Al-Baihaqi rahimahullah berkata, “Maksud (penyebutan) dua hadits ini adalah menetapkan (disyariatkannya) doa dalam khutbah, kemudian sunnah dalam doa khutbah untuk tidak mengangkat kedua tangan, dan mencukupkan isyarat dengan telunjuk….”(Sunan al-Kubra, 3/210)
Hadits Umarah bin Ru’aibah radhiyallahu ‘anhu shahih, diriwayatkan oleh al-Imam Muslim (873), an-Nasai (3/108), Abu Dawud (no. 1104), at-Tirmidzi (no. 515), dan Ibnu Majah (no. 1103).
Hadits Sahl bin Sa’d dikeluarkan pula oleh Abu Dawud (no. 1105) dengan kelemahan dalam sanadnya, namun dikuatkan oleh hadits Umarah bin Ru’aibah radhiyallahu ‘anhu. Asy-Syaikh al-Albani dalam Irwa’ul Ghalil (3/77) menyatakan hadits Sahl sebagai hadits hasan.
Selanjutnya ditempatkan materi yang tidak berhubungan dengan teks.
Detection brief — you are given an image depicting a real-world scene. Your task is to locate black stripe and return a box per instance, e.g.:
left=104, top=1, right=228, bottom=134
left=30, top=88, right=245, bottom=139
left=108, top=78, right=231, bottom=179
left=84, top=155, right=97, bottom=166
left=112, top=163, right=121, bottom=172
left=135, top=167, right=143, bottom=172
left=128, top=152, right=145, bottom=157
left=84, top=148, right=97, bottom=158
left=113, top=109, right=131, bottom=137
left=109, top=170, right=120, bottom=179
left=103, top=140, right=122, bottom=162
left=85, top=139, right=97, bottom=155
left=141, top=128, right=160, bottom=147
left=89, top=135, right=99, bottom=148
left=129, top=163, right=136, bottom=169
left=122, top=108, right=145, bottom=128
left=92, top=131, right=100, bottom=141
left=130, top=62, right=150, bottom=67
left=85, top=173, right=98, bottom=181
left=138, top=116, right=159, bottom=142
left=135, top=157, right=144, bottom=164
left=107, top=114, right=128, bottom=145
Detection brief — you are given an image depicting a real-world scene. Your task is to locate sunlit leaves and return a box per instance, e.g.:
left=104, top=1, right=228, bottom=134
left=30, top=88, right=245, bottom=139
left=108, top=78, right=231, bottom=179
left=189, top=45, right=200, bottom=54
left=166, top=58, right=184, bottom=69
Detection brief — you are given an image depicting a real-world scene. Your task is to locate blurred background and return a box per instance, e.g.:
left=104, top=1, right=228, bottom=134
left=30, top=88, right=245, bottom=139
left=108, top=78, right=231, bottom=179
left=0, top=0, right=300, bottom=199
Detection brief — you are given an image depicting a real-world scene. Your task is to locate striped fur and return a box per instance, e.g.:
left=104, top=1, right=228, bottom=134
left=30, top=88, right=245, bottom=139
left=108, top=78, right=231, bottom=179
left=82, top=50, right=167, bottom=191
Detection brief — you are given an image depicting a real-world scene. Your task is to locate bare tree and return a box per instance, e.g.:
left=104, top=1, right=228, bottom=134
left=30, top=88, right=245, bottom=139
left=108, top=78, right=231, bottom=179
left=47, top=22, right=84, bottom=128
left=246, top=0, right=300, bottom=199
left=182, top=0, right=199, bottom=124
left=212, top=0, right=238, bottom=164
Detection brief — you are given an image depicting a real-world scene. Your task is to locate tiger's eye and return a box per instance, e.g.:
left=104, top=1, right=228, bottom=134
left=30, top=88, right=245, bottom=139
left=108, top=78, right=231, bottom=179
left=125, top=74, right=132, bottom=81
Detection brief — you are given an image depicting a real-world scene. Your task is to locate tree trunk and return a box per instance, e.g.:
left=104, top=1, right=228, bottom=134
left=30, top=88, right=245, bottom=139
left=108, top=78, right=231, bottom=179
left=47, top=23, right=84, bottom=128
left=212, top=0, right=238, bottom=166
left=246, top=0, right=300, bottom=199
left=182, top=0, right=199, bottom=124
Apakah Khatib Mengangkat Dua Tangan Saat Berdoa?

Tidak ada satu riwayat pun menyatakan bahwa Rasulullah Shallallahu ‘alaihi wasallam mengangkat kedua tangan beliau dalam berdoa ketika khutbah Jum’at selain saat memohon turun hujan (istisqa’) atau memohon dihentikan hujan (istisha’).
Riwayat Rasulullah Shallallahu ‘alaihi wasallam mengangkat kedua tangan saat memohon hujan atau mohon dihentikan hujan dalam khutbah banyak disebutkan dalam kitab-kitab hadits baik Shahihain atau lainnya.
Anas bin Malik radhiyallahu ‘anhu berkata, “Paceklik (kekeringan) menimpa manusia di zaman Nabi Shallallahu ‘alaihi wasallam, hingga suatu saat, ketika Shallallahu ‘alaihi wasallam berdiri di atas mimbar berkhutbah di hari Jum’at datang seorang Arab badui dari arah yang menghadap mimbar, dari pintu yang menghadap ke arah Darul Qadha’.2 Ketika itu beliau sedang berdiri berkhutbah.
Ia berkata, ‘Wahai Rasulullah, harta benda binasa, keluarga kelaparan, kuda-kuda binasa, kambing-kambing binasa, ternak-ternak binasa, dan jalan-jalan terputus, maka berdoalah kepada Allah Subhanahu wata’ala untuk kami agar Dia menurunkan hujan’.”
(Anas radhiyallahu ‘anhu berkata), “Lalu Rasulullah Shallallahu ‘alaihi wasallam mengangkat kedua tangan beliau untuk berdoa, hingga saya bisa melihat putih ketiaknya,
اللَّهُمَّ أَغِثْنَا، اللَّهُمَّ أَغِثْنَا، اللَّهُمَّ أَغِثْنَا
“Ya Allah, turunkanlah hujan kepada kami. Ya Allah, turunkanlah hujan kepada kami. Ya Allah, turunkanlah hujan kepada kami.”
Orang-orang pun mengangkat tangan-tangan mereka berdoa bersama beliau.”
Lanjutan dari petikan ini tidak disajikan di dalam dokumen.